JAMEIS WINSTON: Well, it means a lot just for Seminole Country. We've got Coach Dawsey sitting up here who's a Seminole himself, and I bet it means more to Coach Dawsey and I've been in meetings more with Coach Dawsey and Coach Haggins than anybody else because they're past Seminoles, and then we've got Coach Sanders here, who's got a past championship, and we've some of these guys on this team who ain't had a championship, like me personally, I haven't had a real championship since middle school.
This game means so much to me, like we've got people, like Telvin, Telvin won a lot of championships in high school but this is still the most important game to him in his life. When you've got the opportunity to play in a National Championship Game and your team is the only team on television, and then this game on my birthday, we're not going out there just to play around. We're not going out there to take anybody for granted. We're going out there to play a great game. We're going out there to do what we came here to do every single game, 13 games. It's not over yet. We've got a 14th one, and why not end this year with a victory?
KENNY SHAW: I mean, obviously this game means a lot to me because it's my last year. It's the best time to get it in my last year, my senior year.
Like you said, in high school I haven't got a state championship. I was always one round, getting eliminated, so I haven't got no state title. I ain't got no championships other than probably 2K championships against the boys.
I know it means a lot to the coaches because they put in so much work, so many hours with the film and everything. It means a lot not only to me but to my family and to the coaches. We're going to go out with a bang.
Q. Jameis, maybe no other player can relate to some of the things that you've gone through than Johnny Manziel. Did you have a chance to talk to him at the Heisman ceremony, and if so what did you guys talk about, and has he kept in touch with you?

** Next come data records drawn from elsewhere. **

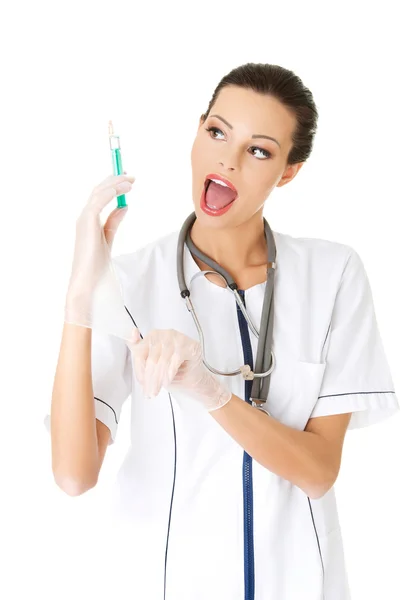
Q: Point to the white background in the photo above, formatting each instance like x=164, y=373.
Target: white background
x=66, y=70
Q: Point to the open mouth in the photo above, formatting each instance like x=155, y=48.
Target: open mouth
x=218, y=195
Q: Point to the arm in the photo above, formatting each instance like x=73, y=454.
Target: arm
x=309, y=459
x=76, y=456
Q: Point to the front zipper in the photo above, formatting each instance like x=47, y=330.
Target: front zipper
x=249, y=559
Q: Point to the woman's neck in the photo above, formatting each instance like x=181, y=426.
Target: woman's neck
x=239, y=249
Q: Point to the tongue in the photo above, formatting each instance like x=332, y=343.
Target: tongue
x=218, y=196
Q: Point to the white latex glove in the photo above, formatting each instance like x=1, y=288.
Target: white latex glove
x=92, y=263
x=168, y=358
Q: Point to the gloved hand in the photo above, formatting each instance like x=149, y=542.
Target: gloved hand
x=168, y=358
x=92, y=264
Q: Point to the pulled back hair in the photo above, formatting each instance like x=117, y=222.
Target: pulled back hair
x=286, y=87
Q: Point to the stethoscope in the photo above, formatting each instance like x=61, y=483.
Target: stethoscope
x=260, y=376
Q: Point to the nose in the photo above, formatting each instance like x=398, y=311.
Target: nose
x=229, y=168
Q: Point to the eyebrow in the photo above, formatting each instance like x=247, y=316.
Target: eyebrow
x=257, y=135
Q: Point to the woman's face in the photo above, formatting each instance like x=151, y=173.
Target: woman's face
x=253, y=165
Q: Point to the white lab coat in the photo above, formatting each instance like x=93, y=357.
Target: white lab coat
x=180, y=486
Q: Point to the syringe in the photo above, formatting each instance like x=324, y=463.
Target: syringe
x=117, y=161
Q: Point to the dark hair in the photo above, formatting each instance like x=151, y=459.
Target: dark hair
x=288, y=89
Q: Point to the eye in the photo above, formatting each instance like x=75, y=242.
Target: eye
x=213, y=129
x=266, y=153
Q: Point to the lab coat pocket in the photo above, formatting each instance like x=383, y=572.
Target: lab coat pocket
x=306, y=384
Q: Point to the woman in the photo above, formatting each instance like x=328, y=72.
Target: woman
x=230, y=501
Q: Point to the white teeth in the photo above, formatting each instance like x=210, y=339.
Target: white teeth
x=220, y=182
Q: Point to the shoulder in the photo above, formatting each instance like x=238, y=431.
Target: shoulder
x=320, y=256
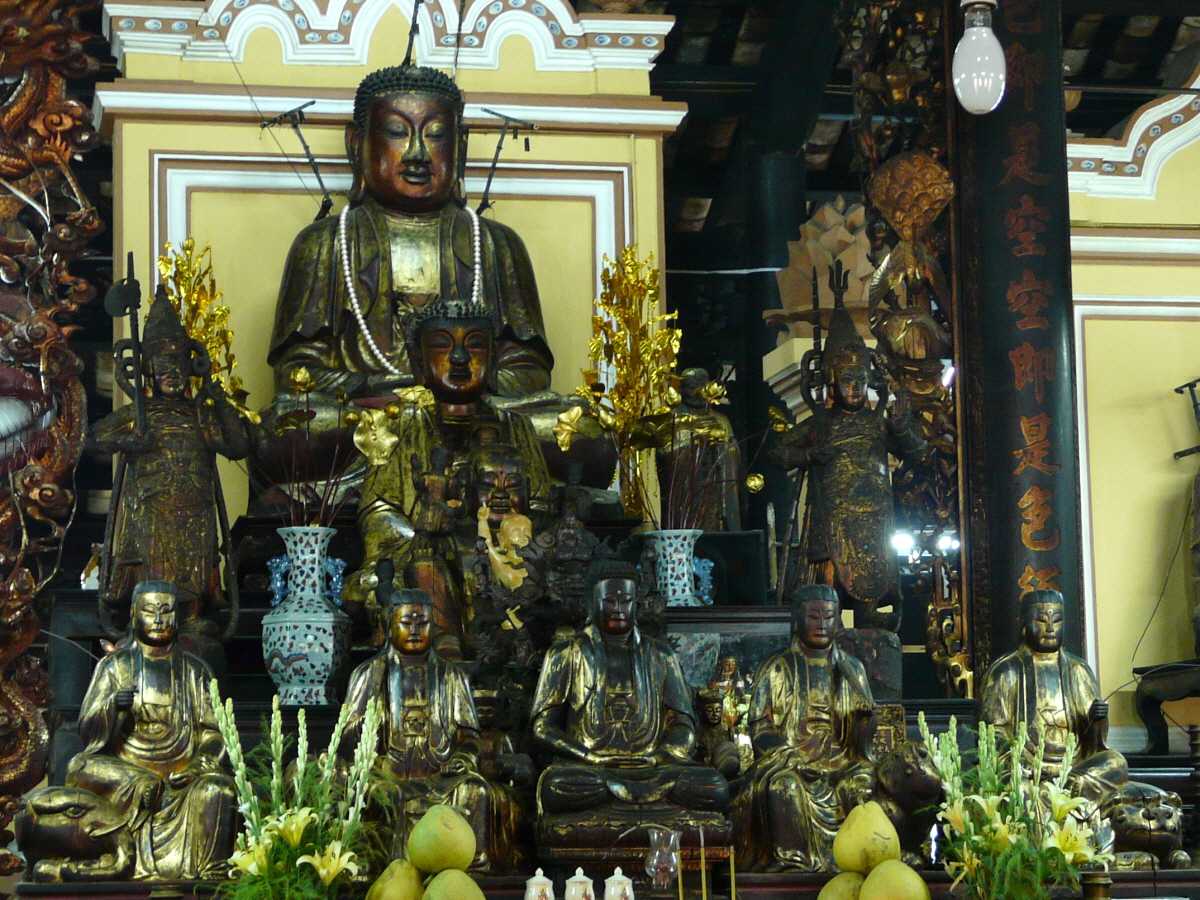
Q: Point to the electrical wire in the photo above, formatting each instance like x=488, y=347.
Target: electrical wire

JAMEIS WINSTON: I did have an opportunity to talk to Johnny. He just told me to stay myself. When you think about the things that Johnny went through and then you see the things that he does on the field, it makes you forget about the things that's happening, and that's what I'm trying to do. I'm trying to make football be my getaway, and that's what he's done a great job of, and that's why I'm glad I've got a team like this because they allow me to let football be the get away because when I look in their eyes, they're like, we're ready to fight. That's what we've got to do as individuals. We've got to fight for the rest of our lives because life ain't fair. So we can't just sit there in all the circumstances and all the things that we go to. We've got to live our lives on a day‑to‑day basis. What's wrong with dreaming? I dream about this my whole life and I'm going to keep dreaming until the day I die. I can't let nothing in the past control my destiny because today, right now, in the present, Florida State Seminole quarterback, red‑shirt freshman, senior, nobody, red‑shirt, senior, we control our own destiny, and that's how I'm going to live my whole life, no matter what goes on, no matter what I go through, and that's how I expect everybody in this room to live, that's how I expect the coaches.
If no one wants to set a certain standard for themselves, you don't have to. But one thing that Johnny did is he set a standard for himself. He's more focused on himself, more focused on the things that he do. That's why the guy went 30 for 38 against Duke and just ripped them apart and basically won that game by himself. That's why every day I come out here to play with my Seminoles because I know we're going to go out there and fight, we're going to control our own destiny and we're don't care about nothing else that's going on outside of this football team.